La crise des marchés affecte davantage le rendement des capitaux que la rémunération des gestionnaires de fonds et autres prestataires choisis d’après des critères peu transparents. A noter que, suite à diverses interventions parlementaires, la CdC manifeste l’intention d’appliquer «spontanément» à l’avenir les règles des marchés publics pour la désignation de ses mandataires.

Les piliers en débat

Face aux graves échéances, diverses propositions sont débattues et des groupes d’intérêt se manifestent. Passons sur la campagne menée par des sociétés d’assurances et certaines banques qui, pour parer les déficiences des deux premiers piliers, veulent renforcer l’épargne individuelle, en particulier la prévoyance liée dite 3a.

Plus sérieusement, la gauche socialiste et l’Union syndicale ont déposé l’initiative AVSplus, préconisant le versement aux bénéficiaires d’une rente de vieillesse d’un supplément de 10% sur leur rente AVS. Cette augmentation, financée par un relèvement des cotisations paritaires, devrait contribuer d’une part à combattre les effets de la réduction des rentes servies par les caisses de pension et, d’autre part, à compenser le fait que nombre de femmes ne reçoivent que de modestes rentes au titre de la prévoyance professionnelle. Du coup, les prestations cumulées des premier et deuxième piliers s’éloigneraient moins de l’objectif de «maintien du niveau de vie antérieur».

Le peuple et les cantons se prononceront le 25 septembre prochain, quelques jours avant que le Conseil national ne se penche à son tour sur la réforme Prévoyance vieillesse 2020, le vaste projet porté par Alain Berset, qui regroupe les problèmes de financement à régler dans le courant de la décennie à venir concernant les premier et deuxième piliers. Fort habilement, le projet lie entre elles les solutions proposées et empêche leur fractionnement.
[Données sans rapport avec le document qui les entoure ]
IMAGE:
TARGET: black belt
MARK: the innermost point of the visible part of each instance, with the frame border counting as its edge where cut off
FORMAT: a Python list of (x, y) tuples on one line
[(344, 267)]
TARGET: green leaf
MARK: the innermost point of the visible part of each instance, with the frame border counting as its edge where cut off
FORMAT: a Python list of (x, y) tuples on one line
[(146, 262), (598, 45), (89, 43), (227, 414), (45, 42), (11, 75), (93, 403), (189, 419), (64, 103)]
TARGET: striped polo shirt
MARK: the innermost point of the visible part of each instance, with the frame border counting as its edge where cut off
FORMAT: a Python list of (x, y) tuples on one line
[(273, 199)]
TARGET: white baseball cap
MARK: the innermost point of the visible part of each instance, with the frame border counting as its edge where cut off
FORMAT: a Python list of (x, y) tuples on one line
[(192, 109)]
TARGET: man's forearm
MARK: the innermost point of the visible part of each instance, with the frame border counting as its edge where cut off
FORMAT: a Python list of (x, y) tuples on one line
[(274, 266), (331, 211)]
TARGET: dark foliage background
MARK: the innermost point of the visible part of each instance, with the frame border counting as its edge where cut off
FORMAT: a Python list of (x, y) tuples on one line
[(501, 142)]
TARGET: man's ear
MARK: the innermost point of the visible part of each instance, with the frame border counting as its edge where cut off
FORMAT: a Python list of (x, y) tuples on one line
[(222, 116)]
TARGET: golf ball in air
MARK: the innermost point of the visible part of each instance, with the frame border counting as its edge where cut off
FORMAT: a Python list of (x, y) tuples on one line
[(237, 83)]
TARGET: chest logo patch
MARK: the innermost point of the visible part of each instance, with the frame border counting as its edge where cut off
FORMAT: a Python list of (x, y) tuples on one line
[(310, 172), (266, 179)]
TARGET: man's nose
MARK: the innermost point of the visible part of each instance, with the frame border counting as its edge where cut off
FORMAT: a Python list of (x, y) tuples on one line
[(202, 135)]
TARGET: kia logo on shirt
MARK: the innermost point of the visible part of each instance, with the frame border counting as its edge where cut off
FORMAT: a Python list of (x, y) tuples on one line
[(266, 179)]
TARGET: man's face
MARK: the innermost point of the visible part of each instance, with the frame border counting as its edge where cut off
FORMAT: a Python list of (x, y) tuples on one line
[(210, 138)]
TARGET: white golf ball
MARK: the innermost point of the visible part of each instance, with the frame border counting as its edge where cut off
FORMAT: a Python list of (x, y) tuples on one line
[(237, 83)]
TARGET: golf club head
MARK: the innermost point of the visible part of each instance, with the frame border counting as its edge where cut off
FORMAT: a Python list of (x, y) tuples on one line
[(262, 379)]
Ainsi, il exclut d’avance deux tentations qui pourraient saisir le législateur: ce dernier ne pourra ni refuser les moyens supplémentaires pour l’AVS tout en exigeant la réforme, ni faire échouer la réforme proposée (harmonisation de l’âge de référence des hommes et des femmes) tout en exigeant le financement additionnel via la TVA.

Dans sa session de septembre 2015, le Conseil des Etats est entré dans cette logique, non sans décider à l’unanimité de maintenir à 19,55% le taux de participation de la Confédération au financement de l’AVS, alors que le Conseil fédéral voulait le réduire à 18%.
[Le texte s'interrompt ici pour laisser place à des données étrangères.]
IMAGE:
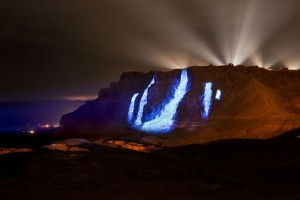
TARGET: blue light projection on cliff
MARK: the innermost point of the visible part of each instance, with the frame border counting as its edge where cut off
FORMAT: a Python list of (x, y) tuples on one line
[(218, 95), (206, 100), (143, 102), (131, 108), (164, 121)]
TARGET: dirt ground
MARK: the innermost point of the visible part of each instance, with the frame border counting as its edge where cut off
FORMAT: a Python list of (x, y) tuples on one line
[(238, 169)]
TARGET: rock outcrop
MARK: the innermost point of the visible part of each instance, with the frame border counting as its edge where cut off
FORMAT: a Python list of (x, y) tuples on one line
[(196, 105)]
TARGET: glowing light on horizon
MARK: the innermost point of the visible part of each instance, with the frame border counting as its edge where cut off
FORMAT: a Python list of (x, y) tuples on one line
[(218, 95), (164, 121), (143, 102), (206, 100), (131, 108)]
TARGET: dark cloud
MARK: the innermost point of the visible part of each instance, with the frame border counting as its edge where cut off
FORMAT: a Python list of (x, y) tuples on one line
[(51, 49)]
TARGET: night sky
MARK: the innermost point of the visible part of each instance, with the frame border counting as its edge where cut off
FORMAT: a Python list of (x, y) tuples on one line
[(70, 49)]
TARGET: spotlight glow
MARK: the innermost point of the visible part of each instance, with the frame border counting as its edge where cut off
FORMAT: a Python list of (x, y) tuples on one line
[(206, 100)]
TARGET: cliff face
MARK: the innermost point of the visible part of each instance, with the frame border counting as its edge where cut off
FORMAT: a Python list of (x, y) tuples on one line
[(207, 102)]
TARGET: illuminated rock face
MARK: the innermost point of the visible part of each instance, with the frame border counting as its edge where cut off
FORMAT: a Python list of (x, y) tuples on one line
[(164, 120), (218, 102)]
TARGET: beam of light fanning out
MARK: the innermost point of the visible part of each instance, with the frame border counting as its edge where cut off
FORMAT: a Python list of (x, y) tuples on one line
[(131, 108), (206, 100), (164, 121)]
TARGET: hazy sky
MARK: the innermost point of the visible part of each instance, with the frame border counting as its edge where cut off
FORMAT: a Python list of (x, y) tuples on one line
[(63, 49)]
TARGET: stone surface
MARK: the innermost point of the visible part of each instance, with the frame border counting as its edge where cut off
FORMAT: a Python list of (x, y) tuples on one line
[(255, 103)]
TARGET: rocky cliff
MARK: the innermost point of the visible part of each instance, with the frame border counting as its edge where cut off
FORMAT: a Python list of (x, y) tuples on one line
[(193, 105)]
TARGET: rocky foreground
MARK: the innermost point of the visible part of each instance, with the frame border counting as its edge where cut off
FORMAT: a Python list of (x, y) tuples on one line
[(79, 169), (193, 105)]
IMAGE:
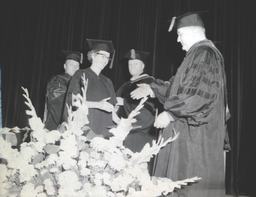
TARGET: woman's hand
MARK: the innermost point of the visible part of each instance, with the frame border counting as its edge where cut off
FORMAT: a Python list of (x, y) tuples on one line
[(163, 120)]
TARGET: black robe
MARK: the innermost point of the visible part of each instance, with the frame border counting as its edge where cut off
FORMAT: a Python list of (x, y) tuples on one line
[(196, 98), (138, 137), (99, 87), (55, 97)]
Mais le Conseil national, dans sa composition et sa manière revues en octobre 2015, menace de revenir sur cette garantie confirmée et d’ajouter en septembre prochain quelques modifications de son cru. Si l’initiative AVSplus l’emporte juste avant, le mandat sera clair. Si elle échoue de peu, elle signalera à la majorité de droite que le peuple ne saurait accepter une atteinte à «son» assurance-vieillesse.

Pour l’heure, la commission du Conseil national envisagerait un report à 67 ans de l’âge d’ouverture du droit à la rente AVS, aussi bien pour les femmes que pour les hommes. Et seule la génération des 54 ans et plus devrait recevoir des montants compensatoires pour neutraliser l’effet de la réduction du taux de conversion – comme pour donner aux plus jeunes le temps de s’habituer à l’idée de ne pas recevoir la rente escomptée.
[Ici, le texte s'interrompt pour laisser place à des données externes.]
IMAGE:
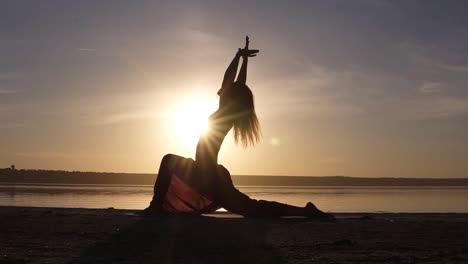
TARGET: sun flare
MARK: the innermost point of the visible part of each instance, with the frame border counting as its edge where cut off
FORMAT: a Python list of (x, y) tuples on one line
[(190, 120)]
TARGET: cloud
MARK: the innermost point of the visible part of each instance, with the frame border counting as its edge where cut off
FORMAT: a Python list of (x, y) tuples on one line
[(7, 91), (126, 117), (85, 49), (430, 87)]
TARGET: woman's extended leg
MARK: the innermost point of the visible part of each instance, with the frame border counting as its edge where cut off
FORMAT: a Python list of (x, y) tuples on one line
[(237, 202)]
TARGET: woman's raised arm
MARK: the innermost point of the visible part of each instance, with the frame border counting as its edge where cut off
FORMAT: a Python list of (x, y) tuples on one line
[(230, 74)]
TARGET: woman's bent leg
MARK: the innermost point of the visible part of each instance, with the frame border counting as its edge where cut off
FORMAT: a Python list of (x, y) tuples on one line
[(162, 183)]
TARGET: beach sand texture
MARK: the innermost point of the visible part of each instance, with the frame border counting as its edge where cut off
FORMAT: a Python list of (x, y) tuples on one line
[(56, 235)]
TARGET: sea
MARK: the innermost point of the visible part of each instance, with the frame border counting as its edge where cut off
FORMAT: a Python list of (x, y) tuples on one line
[(421, 199)]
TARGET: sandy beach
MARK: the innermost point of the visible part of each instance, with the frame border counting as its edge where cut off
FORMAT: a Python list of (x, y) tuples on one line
[(59, 235)]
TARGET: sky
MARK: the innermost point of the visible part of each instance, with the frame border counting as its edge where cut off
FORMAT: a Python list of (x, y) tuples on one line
[(371, 88)]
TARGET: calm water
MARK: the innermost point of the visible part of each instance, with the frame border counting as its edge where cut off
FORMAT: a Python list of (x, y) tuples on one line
[(334, 199)]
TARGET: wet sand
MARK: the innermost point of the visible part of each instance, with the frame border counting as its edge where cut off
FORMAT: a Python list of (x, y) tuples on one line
[(59, 235)]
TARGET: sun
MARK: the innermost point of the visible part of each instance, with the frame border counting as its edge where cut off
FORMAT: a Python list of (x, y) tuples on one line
[(190, 120)]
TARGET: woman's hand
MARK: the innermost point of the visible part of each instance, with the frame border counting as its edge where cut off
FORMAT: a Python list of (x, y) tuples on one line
[(246, 52)]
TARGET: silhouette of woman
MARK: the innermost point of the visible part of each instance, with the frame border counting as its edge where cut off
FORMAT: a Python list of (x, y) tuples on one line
[(202, 186)]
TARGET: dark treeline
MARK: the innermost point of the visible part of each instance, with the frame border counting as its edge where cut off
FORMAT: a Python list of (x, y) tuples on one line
[(77, 177)]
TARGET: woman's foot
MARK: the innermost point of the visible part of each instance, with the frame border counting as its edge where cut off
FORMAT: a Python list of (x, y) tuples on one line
[(150, 211), (313, 212)]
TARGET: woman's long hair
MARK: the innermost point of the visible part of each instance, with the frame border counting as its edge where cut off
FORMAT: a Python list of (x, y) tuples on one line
[(246, 128)]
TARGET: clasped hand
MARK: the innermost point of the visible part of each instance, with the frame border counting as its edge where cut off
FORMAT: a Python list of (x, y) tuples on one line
[(246, 52)]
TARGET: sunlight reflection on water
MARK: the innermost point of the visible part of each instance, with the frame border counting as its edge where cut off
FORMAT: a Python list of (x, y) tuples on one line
[(334, 199)]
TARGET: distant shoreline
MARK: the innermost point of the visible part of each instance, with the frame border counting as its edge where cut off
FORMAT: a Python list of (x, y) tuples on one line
[(75, 177)]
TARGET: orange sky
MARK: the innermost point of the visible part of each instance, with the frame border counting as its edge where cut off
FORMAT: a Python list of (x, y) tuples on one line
[(89, 86)]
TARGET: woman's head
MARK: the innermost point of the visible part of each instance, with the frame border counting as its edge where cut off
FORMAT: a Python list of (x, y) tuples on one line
[(244, 119)]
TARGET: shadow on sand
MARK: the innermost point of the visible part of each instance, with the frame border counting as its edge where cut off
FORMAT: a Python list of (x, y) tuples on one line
[(185, 239)]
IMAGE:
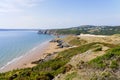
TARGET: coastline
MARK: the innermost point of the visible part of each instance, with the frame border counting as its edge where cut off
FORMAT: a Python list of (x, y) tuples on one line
[(37, 53), (24, 61)]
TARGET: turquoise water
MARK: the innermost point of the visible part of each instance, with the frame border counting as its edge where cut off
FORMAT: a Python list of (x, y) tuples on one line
[(14, 44)]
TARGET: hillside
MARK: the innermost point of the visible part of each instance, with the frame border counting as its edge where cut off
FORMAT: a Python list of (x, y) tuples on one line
[(86, 29), (88, 58)]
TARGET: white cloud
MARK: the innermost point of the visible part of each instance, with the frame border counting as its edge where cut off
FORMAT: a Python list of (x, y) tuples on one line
[(16, 5)]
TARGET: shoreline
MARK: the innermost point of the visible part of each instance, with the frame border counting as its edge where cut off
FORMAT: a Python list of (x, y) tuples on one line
[(25, 60), (35, 54)]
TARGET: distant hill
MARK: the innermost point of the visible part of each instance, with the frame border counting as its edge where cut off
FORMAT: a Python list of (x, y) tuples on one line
[(86, 29)]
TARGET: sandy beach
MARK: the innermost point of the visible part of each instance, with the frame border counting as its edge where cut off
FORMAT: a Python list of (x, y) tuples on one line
[(39, 52)]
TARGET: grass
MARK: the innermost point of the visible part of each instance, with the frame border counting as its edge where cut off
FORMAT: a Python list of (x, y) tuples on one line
[(110, 60), (71, 76), (48, 70)]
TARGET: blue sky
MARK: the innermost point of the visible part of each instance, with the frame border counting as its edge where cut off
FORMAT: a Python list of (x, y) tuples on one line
[(58, 13)]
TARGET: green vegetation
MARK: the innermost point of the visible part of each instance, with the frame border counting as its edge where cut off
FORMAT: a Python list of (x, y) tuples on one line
[(47, 70), (98, 49), (71, 76), (110, 60)]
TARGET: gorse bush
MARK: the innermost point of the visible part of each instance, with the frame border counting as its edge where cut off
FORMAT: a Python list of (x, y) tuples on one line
[(109, 60), (49, 69)]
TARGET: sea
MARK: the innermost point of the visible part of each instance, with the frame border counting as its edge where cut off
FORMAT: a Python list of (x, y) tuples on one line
[(15, 44)]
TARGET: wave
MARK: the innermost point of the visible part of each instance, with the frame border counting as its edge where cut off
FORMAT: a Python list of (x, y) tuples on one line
[(12, 61), (24, 55)]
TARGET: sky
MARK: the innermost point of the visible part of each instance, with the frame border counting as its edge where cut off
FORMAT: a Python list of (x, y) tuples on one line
[(44, 14)]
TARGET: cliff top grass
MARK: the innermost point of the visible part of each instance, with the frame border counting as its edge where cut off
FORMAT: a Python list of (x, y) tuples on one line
[(47, 70)]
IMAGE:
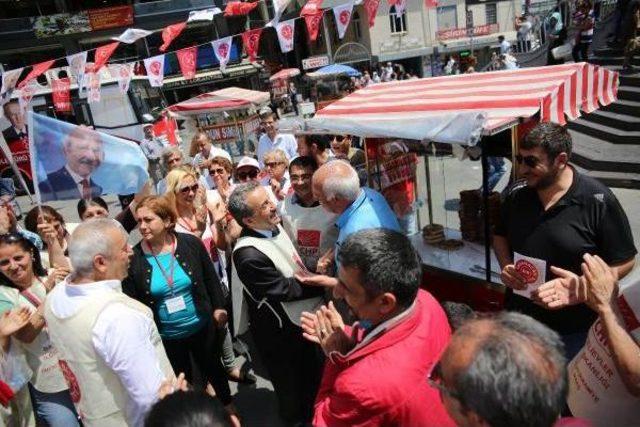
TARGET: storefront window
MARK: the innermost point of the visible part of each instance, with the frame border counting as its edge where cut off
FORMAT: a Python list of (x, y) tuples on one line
[(398, 22), (447, 18)]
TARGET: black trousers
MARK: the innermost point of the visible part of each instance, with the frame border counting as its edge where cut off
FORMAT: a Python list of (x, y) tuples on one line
[(204, 347), (294, 365)]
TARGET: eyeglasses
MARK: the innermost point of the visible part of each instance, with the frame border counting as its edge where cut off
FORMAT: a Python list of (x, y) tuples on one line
[(530, 161), (435, 381), (218, 171), (272, 164), (252, 174), (188, 189)]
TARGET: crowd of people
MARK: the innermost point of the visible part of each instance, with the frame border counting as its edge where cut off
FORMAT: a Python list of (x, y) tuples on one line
[(291, 248)]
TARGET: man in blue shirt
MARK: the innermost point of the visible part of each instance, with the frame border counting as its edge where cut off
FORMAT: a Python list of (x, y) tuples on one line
[(336, 185)]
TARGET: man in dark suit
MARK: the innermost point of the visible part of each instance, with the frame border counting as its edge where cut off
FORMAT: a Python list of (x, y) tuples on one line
[(84, 154), (264, 263)]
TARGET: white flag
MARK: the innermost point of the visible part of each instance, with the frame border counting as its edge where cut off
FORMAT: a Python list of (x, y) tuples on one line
[(279, 7), (123, 73), (10, 79), (77, 64), (131, 35), (285, 30), (93, 87), (342, 14), (222, 50), (155, 70), (203, 15)]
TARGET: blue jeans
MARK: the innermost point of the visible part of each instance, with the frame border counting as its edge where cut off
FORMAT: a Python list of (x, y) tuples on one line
[(55, 409)]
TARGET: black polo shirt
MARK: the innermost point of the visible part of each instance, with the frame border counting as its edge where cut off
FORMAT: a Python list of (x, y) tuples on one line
[(587, 219)]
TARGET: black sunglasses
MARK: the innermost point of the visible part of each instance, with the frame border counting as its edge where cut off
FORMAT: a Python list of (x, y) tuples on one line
[(186, 190), (244, 175), (435, 381), (531, 161)]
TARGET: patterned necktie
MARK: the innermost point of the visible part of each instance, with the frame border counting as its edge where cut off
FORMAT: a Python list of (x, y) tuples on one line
[(86, 189)]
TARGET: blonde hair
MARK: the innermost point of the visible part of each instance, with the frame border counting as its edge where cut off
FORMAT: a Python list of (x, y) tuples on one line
[(193, 148), (276, 155), (174, 179)]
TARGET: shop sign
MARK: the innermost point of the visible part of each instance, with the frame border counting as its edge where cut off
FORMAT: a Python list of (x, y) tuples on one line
[(458, 33), (315, 62), (85, 21)]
Trop de poids sur de jeunes épaules

De manière générale, en particulier pour le deuxième pilier et surtout si le taux de conversion se maintient au niveau présent, les bénéficiaires actuels d’une rente vivent en partie aux dépens des personnes actives, d’une ou deux générations plus jeunes, victimes de cette forme de pillage que les Suisses alémaniques nomment Rentenklau.

Cette surcharge générationnelle participe de la gérontocratie qui semble s’instaurer en Suisse, selon le pressentiment d’Avenir suisse. Facteur aggravant: un abstentionnisme relativement élevé chez les jeunes qui renoncent à défendre leurs intérêts dans les urnes.

De quoi donner mauvaise conscience à certains commentateurs. Et même à certains élus, telle la conseillère d’Etat Jacqueline Fehr (PS/ZH), qui envisage de surpondérer le vote des jeunes, derechef promus supercitoyens.

L’intention est sans doute sincère, mais l’idée n’en reste pas moins d’une exceptionnelle déraison démocratique.